Survie par stade : exacte, mais insuffisante pour mesurer le bénéfice du dépistage
| Cancer | Localisé | Métastatique |
|---|---|---|
| Colorectal | 91,1 % | 15,7 % |
| Poumon | 63,7 % | 8,9 %, et 53 % des cas sont découverts déjà métastatiques |
| Mélanome | 100 % | 34,6 % |
| Prostate | 100 % | 37,9 % |
| Sein | plus de 99 % | 32 % |
Survie relative à 5 ans selon l’extension au moment du diagnostic. Ces chiffres sont exacts. L’inférence qu’on en tire ne l’est pas toujours.

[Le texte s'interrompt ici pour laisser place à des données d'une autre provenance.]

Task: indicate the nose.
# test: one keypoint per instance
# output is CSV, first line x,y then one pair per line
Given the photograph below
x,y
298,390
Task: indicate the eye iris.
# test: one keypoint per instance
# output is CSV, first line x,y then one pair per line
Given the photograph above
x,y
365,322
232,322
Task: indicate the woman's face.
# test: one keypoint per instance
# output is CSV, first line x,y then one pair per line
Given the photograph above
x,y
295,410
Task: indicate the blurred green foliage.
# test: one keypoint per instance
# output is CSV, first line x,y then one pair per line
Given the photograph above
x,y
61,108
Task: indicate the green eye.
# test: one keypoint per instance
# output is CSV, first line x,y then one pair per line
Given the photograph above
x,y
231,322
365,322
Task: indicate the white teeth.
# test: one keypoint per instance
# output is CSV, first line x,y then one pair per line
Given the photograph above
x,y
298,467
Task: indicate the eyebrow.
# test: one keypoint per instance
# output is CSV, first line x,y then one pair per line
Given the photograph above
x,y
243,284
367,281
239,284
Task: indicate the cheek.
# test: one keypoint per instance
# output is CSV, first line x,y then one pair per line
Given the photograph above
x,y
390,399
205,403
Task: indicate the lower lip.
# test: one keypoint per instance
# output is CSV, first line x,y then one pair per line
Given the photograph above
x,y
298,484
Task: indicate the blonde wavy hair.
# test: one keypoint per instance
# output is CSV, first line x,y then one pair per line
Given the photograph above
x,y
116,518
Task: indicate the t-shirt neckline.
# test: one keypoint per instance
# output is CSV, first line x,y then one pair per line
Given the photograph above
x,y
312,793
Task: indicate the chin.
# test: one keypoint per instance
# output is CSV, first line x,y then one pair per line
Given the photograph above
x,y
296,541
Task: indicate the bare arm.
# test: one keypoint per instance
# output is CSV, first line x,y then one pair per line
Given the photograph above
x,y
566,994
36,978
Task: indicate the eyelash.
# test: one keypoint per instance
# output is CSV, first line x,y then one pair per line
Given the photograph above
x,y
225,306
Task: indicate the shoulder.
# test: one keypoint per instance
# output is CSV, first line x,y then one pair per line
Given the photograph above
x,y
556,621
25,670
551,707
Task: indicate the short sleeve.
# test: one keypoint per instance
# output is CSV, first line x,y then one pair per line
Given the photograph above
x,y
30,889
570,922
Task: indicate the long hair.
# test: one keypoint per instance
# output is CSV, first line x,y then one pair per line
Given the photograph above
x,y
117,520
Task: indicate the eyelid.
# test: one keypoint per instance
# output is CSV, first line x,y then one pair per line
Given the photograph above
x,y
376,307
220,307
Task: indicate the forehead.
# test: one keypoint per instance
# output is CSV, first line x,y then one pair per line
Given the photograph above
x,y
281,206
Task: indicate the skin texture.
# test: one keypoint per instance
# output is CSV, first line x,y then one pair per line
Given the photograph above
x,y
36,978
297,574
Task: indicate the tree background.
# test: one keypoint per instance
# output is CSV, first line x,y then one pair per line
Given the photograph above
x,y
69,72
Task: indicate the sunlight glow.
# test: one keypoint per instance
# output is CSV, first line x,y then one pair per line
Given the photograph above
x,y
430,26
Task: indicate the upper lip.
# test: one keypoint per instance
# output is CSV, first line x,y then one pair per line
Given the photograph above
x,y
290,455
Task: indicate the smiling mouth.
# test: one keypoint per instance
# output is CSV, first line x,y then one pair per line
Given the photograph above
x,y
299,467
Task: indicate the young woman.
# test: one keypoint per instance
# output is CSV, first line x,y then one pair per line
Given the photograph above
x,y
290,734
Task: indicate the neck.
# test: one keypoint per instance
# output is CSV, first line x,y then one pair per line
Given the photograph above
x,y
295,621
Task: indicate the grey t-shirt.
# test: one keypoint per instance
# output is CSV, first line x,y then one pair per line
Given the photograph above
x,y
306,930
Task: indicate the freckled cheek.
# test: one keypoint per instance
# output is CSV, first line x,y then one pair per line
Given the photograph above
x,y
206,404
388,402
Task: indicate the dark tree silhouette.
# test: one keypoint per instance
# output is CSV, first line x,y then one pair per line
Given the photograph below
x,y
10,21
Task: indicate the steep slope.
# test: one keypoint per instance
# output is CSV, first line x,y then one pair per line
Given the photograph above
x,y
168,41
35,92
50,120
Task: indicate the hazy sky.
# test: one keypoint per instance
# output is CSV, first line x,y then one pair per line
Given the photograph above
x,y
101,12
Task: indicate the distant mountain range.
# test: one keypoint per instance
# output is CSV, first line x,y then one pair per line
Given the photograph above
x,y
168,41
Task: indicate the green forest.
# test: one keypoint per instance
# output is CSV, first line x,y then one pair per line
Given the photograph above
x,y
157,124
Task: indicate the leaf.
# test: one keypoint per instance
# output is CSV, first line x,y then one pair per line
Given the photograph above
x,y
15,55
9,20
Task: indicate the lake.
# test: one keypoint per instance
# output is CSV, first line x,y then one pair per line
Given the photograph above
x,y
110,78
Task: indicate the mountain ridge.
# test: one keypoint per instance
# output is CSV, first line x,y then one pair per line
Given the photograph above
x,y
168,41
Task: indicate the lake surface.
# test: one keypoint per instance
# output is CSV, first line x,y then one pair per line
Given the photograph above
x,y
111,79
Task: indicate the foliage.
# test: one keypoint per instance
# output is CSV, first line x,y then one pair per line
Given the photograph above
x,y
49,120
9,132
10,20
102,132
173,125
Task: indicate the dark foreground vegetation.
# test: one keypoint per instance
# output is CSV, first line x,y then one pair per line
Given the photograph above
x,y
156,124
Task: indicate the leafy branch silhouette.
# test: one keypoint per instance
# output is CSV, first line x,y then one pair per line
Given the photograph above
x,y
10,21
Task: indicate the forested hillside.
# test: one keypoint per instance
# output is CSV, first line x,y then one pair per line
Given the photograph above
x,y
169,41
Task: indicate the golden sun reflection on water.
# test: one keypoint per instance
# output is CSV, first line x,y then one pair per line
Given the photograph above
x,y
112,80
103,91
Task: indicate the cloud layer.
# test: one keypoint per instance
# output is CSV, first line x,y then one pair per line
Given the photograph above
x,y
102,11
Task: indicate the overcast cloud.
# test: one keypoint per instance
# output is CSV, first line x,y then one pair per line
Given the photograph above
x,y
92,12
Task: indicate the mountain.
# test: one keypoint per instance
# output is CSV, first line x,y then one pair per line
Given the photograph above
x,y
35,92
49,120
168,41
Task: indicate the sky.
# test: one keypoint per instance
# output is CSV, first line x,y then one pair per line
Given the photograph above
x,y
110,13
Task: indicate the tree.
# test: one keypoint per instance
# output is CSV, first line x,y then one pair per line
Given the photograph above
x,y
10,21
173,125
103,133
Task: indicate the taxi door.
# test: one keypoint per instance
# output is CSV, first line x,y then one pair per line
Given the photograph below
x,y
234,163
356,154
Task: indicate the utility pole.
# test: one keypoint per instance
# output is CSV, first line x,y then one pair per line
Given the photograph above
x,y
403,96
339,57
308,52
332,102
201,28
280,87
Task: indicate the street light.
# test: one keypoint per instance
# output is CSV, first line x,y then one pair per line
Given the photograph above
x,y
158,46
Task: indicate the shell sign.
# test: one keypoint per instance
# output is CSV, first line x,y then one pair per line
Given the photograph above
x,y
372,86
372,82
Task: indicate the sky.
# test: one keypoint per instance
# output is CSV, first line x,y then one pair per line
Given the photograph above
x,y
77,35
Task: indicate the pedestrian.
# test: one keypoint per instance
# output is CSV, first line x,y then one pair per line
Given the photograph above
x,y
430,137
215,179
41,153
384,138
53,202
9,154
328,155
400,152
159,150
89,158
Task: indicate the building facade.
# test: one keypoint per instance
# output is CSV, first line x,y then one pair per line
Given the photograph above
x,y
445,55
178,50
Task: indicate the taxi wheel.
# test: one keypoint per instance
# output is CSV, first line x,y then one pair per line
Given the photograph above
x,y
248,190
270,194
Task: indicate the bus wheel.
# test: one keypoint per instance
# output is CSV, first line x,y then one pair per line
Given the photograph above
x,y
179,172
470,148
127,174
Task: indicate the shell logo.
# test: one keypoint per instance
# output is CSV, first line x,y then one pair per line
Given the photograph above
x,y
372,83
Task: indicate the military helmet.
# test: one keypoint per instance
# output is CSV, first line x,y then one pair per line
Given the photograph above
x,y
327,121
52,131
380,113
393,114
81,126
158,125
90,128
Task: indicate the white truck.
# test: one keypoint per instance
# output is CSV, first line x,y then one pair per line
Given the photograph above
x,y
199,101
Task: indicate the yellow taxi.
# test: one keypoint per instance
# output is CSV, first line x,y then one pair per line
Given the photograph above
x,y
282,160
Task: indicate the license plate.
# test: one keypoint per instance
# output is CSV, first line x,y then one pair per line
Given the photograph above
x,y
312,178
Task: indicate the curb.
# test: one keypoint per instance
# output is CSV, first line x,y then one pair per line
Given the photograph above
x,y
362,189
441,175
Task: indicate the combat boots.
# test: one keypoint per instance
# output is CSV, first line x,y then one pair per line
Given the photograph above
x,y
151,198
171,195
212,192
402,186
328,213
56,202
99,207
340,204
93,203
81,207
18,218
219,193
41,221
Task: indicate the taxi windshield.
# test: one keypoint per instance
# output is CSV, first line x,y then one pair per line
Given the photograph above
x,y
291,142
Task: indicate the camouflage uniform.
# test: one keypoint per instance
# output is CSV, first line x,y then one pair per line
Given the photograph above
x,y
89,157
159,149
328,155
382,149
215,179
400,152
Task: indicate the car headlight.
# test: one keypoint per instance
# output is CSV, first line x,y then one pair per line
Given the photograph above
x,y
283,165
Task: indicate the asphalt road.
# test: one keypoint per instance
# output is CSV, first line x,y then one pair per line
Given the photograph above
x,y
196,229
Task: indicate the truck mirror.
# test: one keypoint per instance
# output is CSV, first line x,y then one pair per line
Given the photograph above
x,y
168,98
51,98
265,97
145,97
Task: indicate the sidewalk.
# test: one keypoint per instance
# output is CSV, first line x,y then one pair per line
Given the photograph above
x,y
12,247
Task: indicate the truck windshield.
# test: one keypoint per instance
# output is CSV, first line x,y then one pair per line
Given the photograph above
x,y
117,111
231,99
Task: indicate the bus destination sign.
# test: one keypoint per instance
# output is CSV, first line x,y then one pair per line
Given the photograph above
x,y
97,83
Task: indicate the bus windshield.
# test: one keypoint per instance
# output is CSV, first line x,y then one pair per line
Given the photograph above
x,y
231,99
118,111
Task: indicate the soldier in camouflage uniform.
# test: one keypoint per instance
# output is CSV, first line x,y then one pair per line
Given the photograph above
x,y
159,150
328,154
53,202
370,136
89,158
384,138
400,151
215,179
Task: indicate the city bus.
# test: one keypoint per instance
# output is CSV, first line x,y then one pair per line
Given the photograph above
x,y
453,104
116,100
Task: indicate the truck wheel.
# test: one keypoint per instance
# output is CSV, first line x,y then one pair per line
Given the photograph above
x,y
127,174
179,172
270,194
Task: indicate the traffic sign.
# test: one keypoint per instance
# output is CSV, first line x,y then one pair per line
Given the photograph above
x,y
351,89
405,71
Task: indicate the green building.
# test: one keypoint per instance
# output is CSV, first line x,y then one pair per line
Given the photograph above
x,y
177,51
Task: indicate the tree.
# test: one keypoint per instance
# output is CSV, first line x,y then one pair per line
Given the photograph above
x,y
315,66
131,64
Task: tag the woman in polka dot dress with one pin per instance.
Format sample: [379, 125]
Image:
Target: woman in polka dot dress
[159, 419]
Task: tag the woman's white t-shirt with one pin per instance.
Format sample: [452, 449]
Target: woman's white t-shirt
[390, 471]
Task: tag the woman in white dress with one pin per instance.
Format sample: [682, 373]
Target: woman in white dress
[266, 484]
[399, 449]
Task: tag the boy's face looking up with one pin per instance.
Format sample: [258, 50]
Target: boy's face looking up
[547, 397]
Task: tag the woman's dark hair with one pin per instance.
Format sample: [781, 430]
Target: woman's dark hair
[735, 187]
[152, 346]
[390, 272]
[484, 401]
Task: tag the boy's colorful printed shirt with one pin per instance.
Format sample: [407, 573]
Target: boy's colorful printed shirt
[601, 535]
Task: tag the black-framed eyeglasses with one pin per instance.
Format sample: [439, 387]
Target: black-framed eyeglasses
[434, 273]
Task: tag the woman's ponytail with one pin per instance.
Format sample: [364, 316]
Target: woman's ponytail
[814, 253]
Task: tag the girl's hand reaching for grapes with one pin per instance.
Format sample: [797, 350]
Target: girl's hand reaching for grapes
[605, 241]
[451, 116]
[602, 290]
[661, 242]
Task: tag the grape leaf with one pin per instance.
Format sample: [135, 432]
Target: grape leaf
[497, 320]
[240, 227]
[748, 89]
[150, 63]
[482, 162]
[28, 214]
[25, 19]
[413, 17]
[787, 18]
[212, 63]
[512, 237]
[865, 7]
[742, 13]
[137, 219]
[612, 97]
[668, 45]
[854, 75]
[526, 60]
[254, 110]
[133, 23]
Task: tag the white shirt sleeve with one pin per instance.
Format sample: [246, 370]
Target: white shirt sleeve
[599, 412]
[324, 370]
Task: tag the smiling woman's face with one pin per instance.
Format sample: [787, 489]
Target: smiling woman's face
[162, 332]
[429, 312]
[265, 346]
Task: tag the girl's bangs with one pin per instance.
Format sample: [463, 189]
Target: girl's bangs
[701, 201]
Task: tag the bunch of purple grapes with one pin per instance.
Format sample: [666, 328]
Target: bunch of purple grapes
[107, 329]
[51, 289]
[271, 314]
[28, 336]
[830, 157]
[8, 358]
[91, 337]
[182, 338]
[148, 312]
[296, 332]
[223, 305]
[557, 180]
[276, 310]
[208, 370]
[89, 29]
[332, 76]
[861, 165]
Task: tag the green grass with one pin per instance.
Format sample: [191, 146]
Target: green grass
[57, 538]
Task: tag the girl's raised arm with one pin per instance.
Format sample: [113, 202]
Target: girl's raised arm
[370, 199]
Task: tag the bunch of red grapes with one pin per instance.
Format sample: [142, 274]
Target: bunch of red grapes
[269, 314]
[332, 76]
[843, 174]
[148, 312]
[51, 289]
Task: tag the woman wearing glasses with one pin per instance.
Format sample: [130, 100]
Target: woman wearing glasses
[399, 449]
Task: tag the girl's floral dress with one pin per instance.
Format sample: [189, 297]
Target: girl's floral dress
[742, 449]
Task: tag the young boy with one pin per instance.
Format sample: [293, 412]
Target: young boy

L’écart entre stade précoce et stade avancé intègre deux biais bien connus. Le biais d’avance au diagnostic, d’abord, puisqu’on compte le temps de survie à partir d’un diagnostic plus précoce, ce qui allonge mécaniquement la survie mesurée sans rien changer à la date du décès. Le biais de durée, ensuite, puisque les cancers d’évolution lente sont surreprésentés parmi ceux qu’un dépistage trouve, un cancer agressif ayant statistiquement moins de chances d’être présent le jour de l’examen.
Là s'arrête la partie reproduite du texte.